Don't Count On Preharvest Rally

It may seem silly to be talking about fall '98 prices in May. But the long-term price outlook should be considered when determining how aggressive to be with your forward contracting program.

Over the last three or four years, it was prudent to hold a portion of old-crop soybeans right up to the start of the new-crop harvest. Domestic usage and export demand for U.S. beans have remained strong enough, long enough, to reward stingy bean sellers deep in the marketing year.

Perhaps the most important factor, however, has been dwindling supplies of South American soybeans in the late-July-through-August period. The tightening global supply picture has resulted in at least a significant basis rally - enough to pay for months of storage.

This year will likely be a different story. Yes, tightening domestic supplies will limit heavy summer price pressure on beans, but the export market probably won't contribute to what has become a new seasonal rally.

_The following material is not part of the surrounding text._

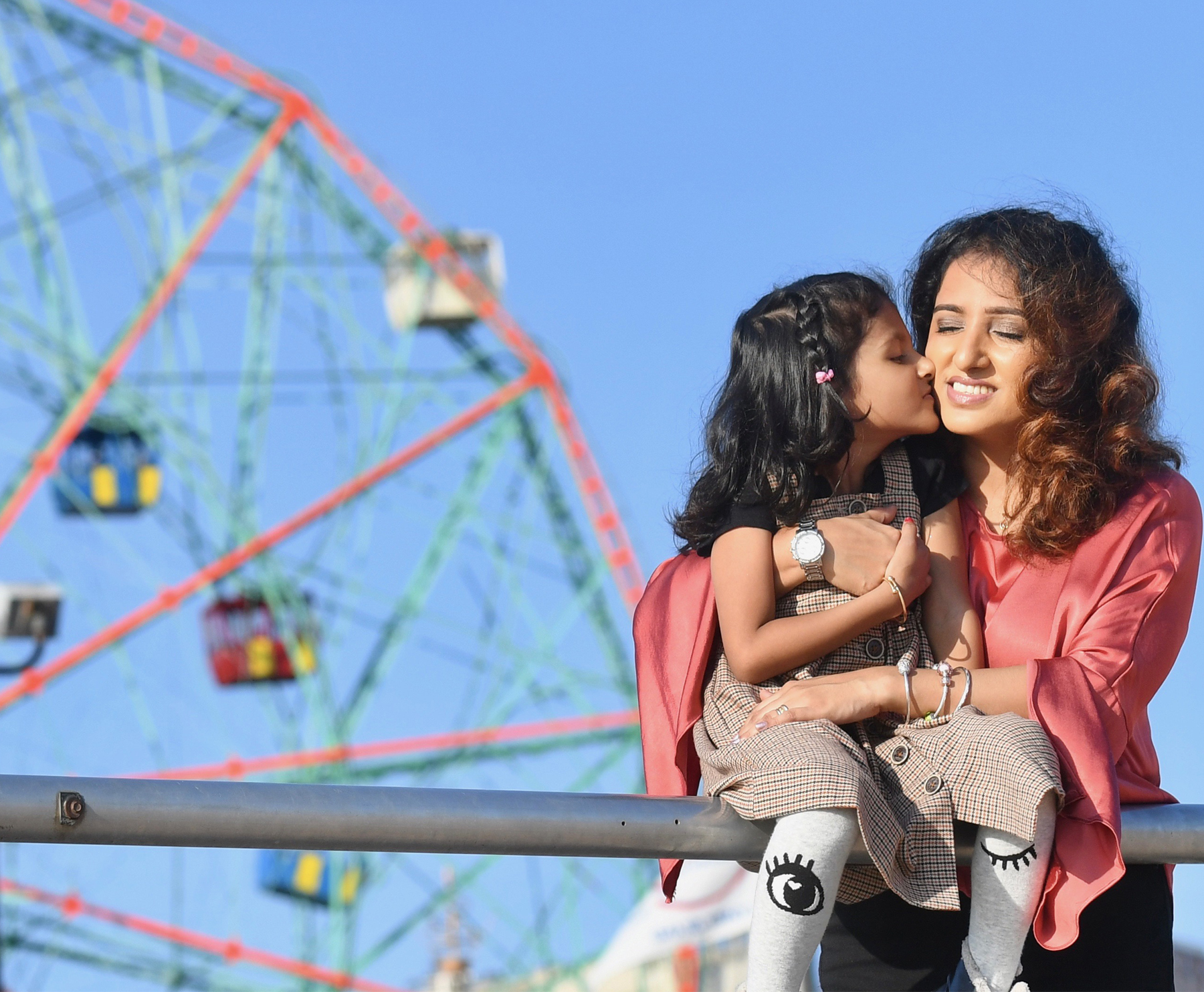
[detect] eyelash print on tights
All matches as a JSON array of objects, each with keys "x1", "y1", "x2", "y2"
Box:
[{"x1": 979, "y1": 843, "x2": 1037, "y2": 872}]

The reason is fairly simple - Brazil will have beans left when combines start rolling in the Midwest this fall.

Rainy weather through March and early April was the primary reason for Brazil's sluggish start to the export season. When rain is falling (even just a mist), the hatches of the cargo ships are closed and loading comes to a halt. The rainy description is different than many would have given Brazil at that time. But El Nino-inspired coastal rains kept Brazil's largest bean export port (the Port of Paranagua) soggy while first-half-harvest beans found their way to port.

Despite the snail-paced loadings that were at only about half the pace seen in 1997 for beans and meal, inventories at the port were not huge. Slow movement from the field to the port also slowed bean and soybean meal loadings.

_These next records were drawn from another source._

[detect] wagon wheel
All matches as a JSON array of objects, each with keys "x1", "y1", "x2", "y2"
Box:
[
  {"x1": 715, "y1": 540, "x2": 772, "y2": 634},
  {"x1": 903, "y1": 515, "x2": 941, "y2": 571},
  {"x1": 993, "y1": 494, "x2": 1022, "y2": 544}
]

Overall, Brazilian bean producers were simply not willing to sell. The hope for higher prices was the reason. In early April, harvest was about one-third complete in Rio Grande and Parana and cash bean prices had fallen to $5.50-5.90/bu. But the trend was down and was not expected to change until harvest was complete.

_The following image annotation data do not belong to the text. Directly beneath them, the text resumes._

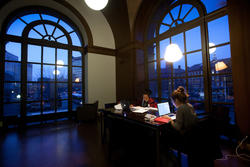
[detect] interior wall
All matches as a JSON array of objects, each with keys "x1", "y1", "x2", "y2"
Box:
[{"x1": 85, "y1": 53, "x2": 116, "y2": 108}]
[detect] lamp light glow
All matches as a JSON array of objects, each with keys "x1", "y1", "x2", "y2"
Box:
[
  {"x1": 84, "y1": 0, "x2": 108, "y2": 10},
  {"x1": 164, "y1": 43, "x2": 183, "y2": 62}
]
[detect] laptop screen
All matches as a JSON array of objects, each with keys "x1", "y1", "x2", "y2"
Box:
[{"x1": 157, "y1": 102, "x2": 170, "y2": 116}]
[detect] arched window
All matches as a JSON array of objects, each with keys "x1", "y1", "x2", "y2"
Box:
[
  {"x1": 145, "y1": 0, "x2": 234, "y2": 123},
  {"x1": 1, "y1": 10, "x2": 84, "y2": 117}
]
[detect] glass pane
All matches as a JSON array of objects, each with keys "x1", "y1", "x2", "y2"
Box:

Further inland in Mato Grosso, bean harvest was nearly three-quarters complete in early April and prices had dropped to $4.20/bu.

Producers were in the storage mode, despite the fact that few have storage to hold much of their crop - much less maintain its quality in storage. Their attitude was that prices would recover.

Merchandisers in Rio Grande and Parana saw the price action in Mato Grosso as a sign of things to come. As a result, they refused to risk buying high $5 beans when low $4 beans were a possibility as harvest progressed.

Brazil normally sells soybean meal and oil in the export market year-round. That's why the country has become an excellent market for U.S. beans. That will likely change for the 1997-98 marketing year. The slow loadings pace and producers' reluctance to sell at low prices will likely keep enough of Brazil's beans at home long enough to keep its crushing facilities running on domestic supplies after 1998-crop U.S. beans are available.

Bottom line: Brazil won't likely import any significant tonnage of U.S. soybeans this year. That alone means slower-than-expected export demand in the last quarter of the marketing year. Also, with Brazil able to supply meal, oil and soybeans as the U.S. new-crop comes on line, export demand for our new-crop beans won't be as fast and furious as in the last few years.

So don't count on a late-season/preharvest bean rally to give another chance to finish up old-crop bean sales or to get aggressive with new-crop forward contracting. That means you must take advantage of mid-summer weather rallies to make those sales. Unfortunately, you'll have to make them when it's most difficult to sell (see our April Bottom Line, page 38, for background).

However, there is a silver lining to this dark cloud over the bean market. After several years of encouragement from the market to grow beans, Brazilian producers are getting more typical harvest prices. That will slow Brazilian acreage expansion.